Contains code for running the dependency parsing experiments, described in our paper Enhancing deep neural networks with morphological information:
@misc{klemen2020enhancing,
title={Enhancing deep neural networks with morphological information},
author={Matej Klemen and Luka Krsnik and Marko Robnik-Šikonja},
year={2020},
eprint={2011.12432},
archivePrefix={arXiv},
primaryClass={cs.CL}
}
This code contains some modifications of the Biaffine Dependency Parser (Dozat and Manning, 2017) from SuPar. The original repository contains additional models for dependency and constituency parsing as well as a richer documentation.
The modifications made here are:
- Decoupled features used as additional input: the original implementation allowed only one of
{character embeddings | UPOS embeddings | BERT embeddings }
to be used at a time in addition to word embeddings. - Option to use Universal Features embeddings as additional input: Each feature gets embedded with a D-dimensional
vector, in total creating a vector of length
23 * <ufeats_embedding_size>
(Typo
is not used). - Minor component tweaks: e.g. BERT is tuned together with the parser (previously frozen), BERT parameters are tuned with a smaller (fixed) learning rate, all BERT layers are used instead of just the last four.

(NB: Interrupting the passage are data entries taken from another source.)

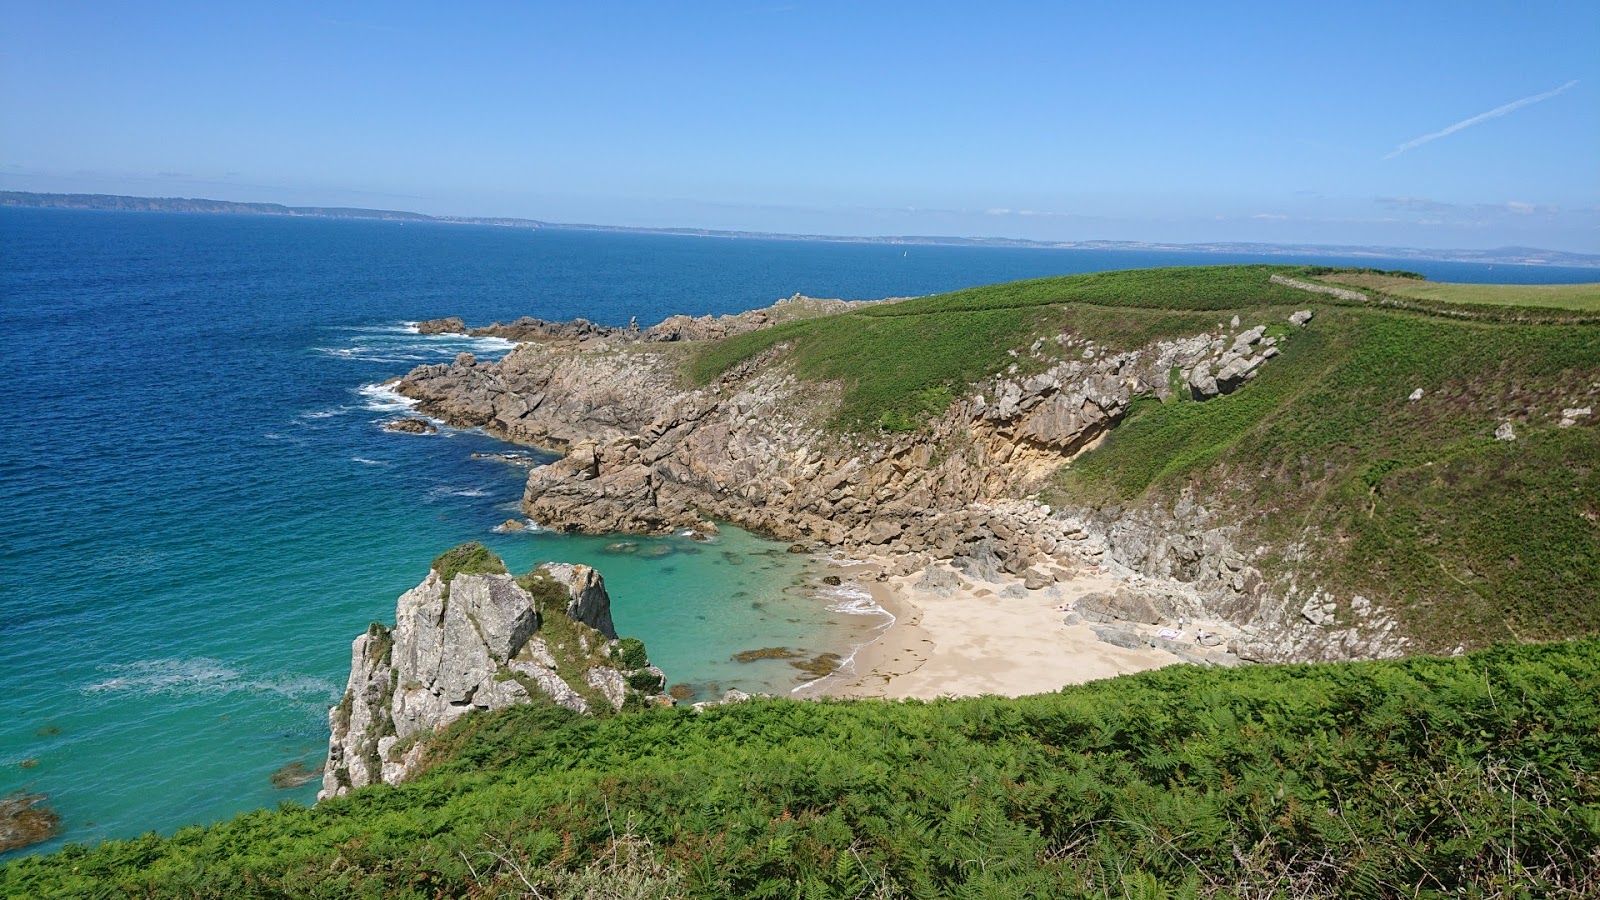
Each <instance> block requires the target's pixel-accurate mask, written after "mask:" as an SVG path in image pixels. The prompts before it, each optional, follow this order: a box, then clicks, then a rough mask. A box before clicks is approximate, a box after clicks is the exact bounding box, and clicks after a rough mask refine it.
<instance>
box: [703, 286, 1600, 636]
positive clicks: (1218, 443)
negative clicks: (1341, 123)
mask: <svg viewBox="0 0 1600 900" xmlns="http://www.w3.org/2000/svg"><path fill="white" fill-rule="evenodd" d="M1274 274H1282V275H1288V277H1296V279H1310V277H1314V275H1320V277H1322V279H1323V280H1344V282H1347V280H1349V279H1352V277H1371V279H1382V280H1384V283H1390V282H1392V283H1397V285H1400V288H1395V290H1402V288H1405V290H1410V288H1418V290H1421V288H1426V287H1429V282H1426V280H1419V279H1408V277H1398V275H1395V274H1381V275H1379V274H1366V275H1363V274H1360V272H1357V274H1350V272H1326V271H1318V269H1307V267H1291V266H1219V267H1190V269H1147V271H1130V272H1099V274H1091V275H1067V277H1058V279H1038V280H1030V282H1016V283H1008V285H994V287H982V288H971V290H963V291H955V293H949V295H939V296H928V298H918V299H910V301H901V303H893V304H882V306H872V307H866V309H861V311H856V312H850V314H845V315H832V317H826V319H813V320H805V322H794V323H789V325H784V327H779V328H771V330H766V331H755V333H749V335H741V336H736V338H733V340H728V341H723V343H718V344H712V346H707V348H704V349H701V351H699V356H696V357H694V359H693V362H691V365H690V373H691V376H693V378H696V380H701V381H709V380H712V378H715V376H717V375H718V373H722V372H725V370H726V368H730V367H731V365H736V364H738V362H742V360H746V359H752V357H755V356H758V354H762V352H768V351H773V352H778V354H779V357H778V360H779V364H781V365H789V367H792V372H794V373H795V375H797V376H800V378H805V380H829V381H837V383H840V384H842V386H843V404H842V407H840V410H838V413H837V416H835V421H834V426H835V428H840V429H848V431H874V429H878V428H890V429H915V428H918V426H920V424H922V423H925V421H926V420H928V418H930V416H934V415H939V413H941V412H942V410H944V408H946V407H947V404H949V402H950V399H952V397H955V396H960V394H962V392H963V391H965V389H968V386H971V384H973V383H976V381H979V380H982V378H986V376H990V375H995V373H998V372H1003V370H1006V367H1010V365H1019V367H1021V370H1026V368H1027V367H1030V365H1032V367H1040V365H1046V364H1048V362H1050V357H1048V356H1046V357H1045V359H1043V362H1040V359H1037V357H1030V356H1029V354H1026V352H1019V354H1018V356H1011V351H1026V349H1029V348H1030V344H1032V343H1034V341H1035V340H1038V338H1048V336H1053V335H1058V333H1062V331H1069V333H1072V335H1075V336H1085V338H1091V340H1094V341H1098V343H1099V344H1101V346H1106V348H1109V349H1133V348H1138V346H1142V344H1146V343H1149V341H1152V340H1157V338H1171V336H1184V335H1194V333H1200V331H1206V330H1211V331H1214V330H1216V327H1218V323H1219V322H1226V320H1227V319H1229V317H1232V315H1235V314H1237V315H1240V319H1242V320H1243V322H1245V323H1246V325H1250V323H1275V325H1282V331H1285V333H1286V331H1288V327H1286V317H1288V314H1290V311H1294V309H1312V311H1315V319H1314V320H1312V325H1310V327H1309V328H1302V330H1293V333H1291V335H1288V340H1286V341H1285V343H1283V344H1282V349H1283V352H1282V356H1280V357H1278V359H1275V360H1272V362H1270V364H1267V365H1264V367H1261V370H1259V378H1256V380H1254V381H1251V383H1250V384H1248V386H1245V388H1243V389H1240V391H1237V392H1234V394H1229V396H1224V397H1218V399H1213V400H1208V402H1194V400H1189V399H1184V397H1182V396H1178V397H1174V399H1171V400H1168V402H1165V404H1162V402H1158V400H1157V399H1154V397H1149V399H1144V400H1141V402H1136V404H1134V408H1133V412H1131V413H1130V415H1128V416H1126V418H1125V420H1123V421H1122V423H1120V424H1118V426H1117V428H1115V429H1114V431H1112V432H1110V436H1109V439H1107V440H1106V442H1104V445H1101V447H1099V448H1098V450H1094V452H1091V453H1088V455H1086V456H1083V458H1080V460H1078V461H1077V463H1075V464H1072V466H1070V468H1064V469H1062V471H1061V472H1059V476H1058V479H1056V482H1054V485H1053V488H1051V490H1048V492H1046V493H1045V496H1043V500H1046V501H1051V503H1054V504H1069V506H1078V508H1104V506H1112V504H1115V506H1130V504H1134V506H1136V504H1166V506H1170V504H1171V503H1173V501H1174V500H1176V496H1178V495H1181V493H1189V495H1192V496H1197V498H1198V500H1200V501H1202V503H1206V504H1211V506H1214V508H1216V509H1219V511H1222V512H1224V514H1226V516H1229V517H1232V519H1234V520H1235V522H1238V524H1242V525H1245V528H1246V533H1248V535H1250V540H1251V543H1259V544H1262V546H1266V548H1267V557H1266V559H1264V560H1262V564H1261V567H1262V569H1264V570H1267V572H1269V575H1274V573H1275V575H1278V577H1282V578H1283V580H1285V581H1288V580H1296V581H1299V583H1315V585H1322V586H1325V588H1326V589H1330V591H1334V593H1338V594H1341V596H1346V597H1349V596H1352V594H1357V593H1360V594H1363V596H1366V597H1371V599H1378V601H1381V602H1384V604H1387V605H1390V607H1392V609H1397V610H1398V612H1400V615H1402V617H1403V620H1405V621H1406V625H1408V628H1410V631H1411V634H1414V636H1416V639H1418V645H1419V647H1422V649H1435V650H1448V649H1453V647H1456V645H1458V644H1466V645H1469V647H1470V645H1485V644H1488V642H1493V641H1517V639H1552V637H1563V636H1571V634H1581V633H1590V631H1594V629H1595V628H1597V623H1600V428H1595V426H1597V424H1600V416H1597V415H1590V416H1581V418H1578V420H1573V421H1571V424H1570V426H1566V428H1563V424H1562V420H1563V410H1566V408H1579V407H1590V408H1592V410H1594V412H1595V413H1600V319H1595V317H1592V315H1589V317H1584V315H1573V314H1557V319H1555V320H1549V322H1546V320H1541V322H1539V323H1530V322H1526V320H1525V311H1523V309H1520V307H1515V306H1506V307H1502V306H1480V307H1477V311H1475V314H1474V317H1472V319H1461V317H1459V315H1458V314H1456V312H1458V307H1453V306H1443V304H1438V303H1437V301H1434V299H1429V298H1413V299H1411V301H1408V304H1406V307H1394V306H1386V304H1382V303H1358V301H1350V299H1339V298H1333V296H1326V295H1317V293H1307V291H1302V290H1296V288H1291V287H1285V285H1280V283H1274V282H1270V280H1269V279H1270V275H1274ZM1352 283H1354V282H1352ZM1446 287H1448V285H1446ZM1466 287H1470V288H1474V291H1475V295H1478V296H1490V295H1494V293H1496V291H1504V296H1502V303H1520V299H1518V298H1525V296H1526V291H1523V288H1520V287H1504V288H1501V287H1496V285H1466ZM1597 290H1600V288H1595V285H1576V287H1571V290H1568V295H1570V296H1573V298H1582V296H1590V295H1594V293H1595V291H1597ZM1408 296H1410V295H1408ZM1443 296H1445V298H1446V299H1451V301H1461V299H1462V296H1458V295H1451V293H1450V291H1445V295H1443ZM1053 346H1056V344H1054V343H1053V341H1050V340H1045V341H1043V344H1042V348H1043V349H1046V351H1048V349H1050V348H1053ZM1418 391H1421V396H1419V397H1418V399H1414V400H1413V399H1411V397H1413V394H1416V392H1418ZM1501 423H1512V428H1514V432H1515V436H1517V440H1514V442H1502V440H1496V439H1494V431H1496V429H1498V428H1499V426H1501Z"/></svg>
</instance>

$ git clone https://github.com/matejklemen/morphological-dependency-parsing && cd parser
$ python setup.py install
For full list of options please check supar/cmds/{biaffine_dependency.py, cmd.py}
.
Many of the parameters are self explanatory, so here are just some specifics:
--path
is the path where best checkpoint will be saved to or loaded from.--embed
is the path to load the pretrained word embeddings from (if not provided, they will be trained from scratch). In our case, we use word embeddings, extracted from fastText.--include_char
,--include_bert
,--include_upos
,--include_ufeats
,--include_lstm
are flags to determine which features are used in addition to word embeddings.
The character embeddings are fixed to size 50, BERT embeddings are of size corresponding to the used model's hidden size, while POS, universal feature and LSTM embedding sizes are tunable with--upos_emb_size
(default: 50),--ufeats_emb_size
(default: 30) and--lstm_emb_size
(default: 128).--bert
determines the used BERT (actually any transformers compatible) model for BERT embeddings.--patience
is the early stopping tolerance used to stop model training after the mean of UAS and LAS does not improve for specified number of rounds.
$ python3 -m supar.cmds.biaffine_dependency train \
--path="en_model_with_bert_upos/model" \
--tree \
--device 0 \
--build \
--batch_size=64 \
--punct \
--train="UD_English-EWT/en_ewt-ud-train.conllu" \
--dev="UD_English-EWT/en_ewt-ud-dev.conllu" \
--test="UD_English-EWT/en_ewt-ud-test.conllu" \
--embed="" \
--n_embed=100 \
--include_upos \
--upos_emb_size=50 \
--include_bert \
--bert="bert-base-multilingual-uncased"
- Timothy Dozat and Christopher D. Manning. 2017. Deep Biaffine Attention for Neural Dependency Parsing.